At EPRI Labs: Baskar Vairamohan

Deck: 

Senior Technical Leader

PUF 2.0 - November 15, 2017

Electric Power Research Institute Senior Technical Leader Baskar Vairamohan explains how industrial customers can employ efficient electrification to improve efficiency and productivity.

PUF's Steve Mitnick: What do you do here?

Baskar Vairamohan: I am a senior technical leader and help run our program called Electrification for Customer Productivity. We identify opportunities for end-use commercial and industrial customers. 

Currently they may be using various technologies, mostly fossil fuel-based. We identify an equivalent electric technology that can increase their productivity, worker safety, product quality, and reduce emissions. 

PUF's Steve Mitnick: How do you prioritize applications and technologies?

Baskar Vairamohan: We see process heating technologies as relatively low-hanging fruit. Process heating is one of the major energy-consuming areas within industrial processes.
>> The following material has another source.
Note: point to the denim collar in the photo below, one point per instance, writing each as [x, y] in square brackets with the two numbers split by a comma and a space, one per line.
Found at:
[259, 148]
Many different industries use process heating: automotive, bottle manufacturing, and aerospace to name a few.

From Pepsi or Coke cans to water bottles, every product that we come across uses heating. That heating could be done more effectively with electricity than with fossil fuel.

PUF's Steve Mitnick: You're saying that it's more efficient?

Baskar Vairamohan: In many cases, yes. When it comes to process heating, electric infrared technology can be used where natural gas is used today.

Here's an example. Currently, if you want to cure and dry paint on a product, it goes through an oven, heated by natural gas burners. The heat cures the paint. It's inefficient because the medium of heat transfer is air.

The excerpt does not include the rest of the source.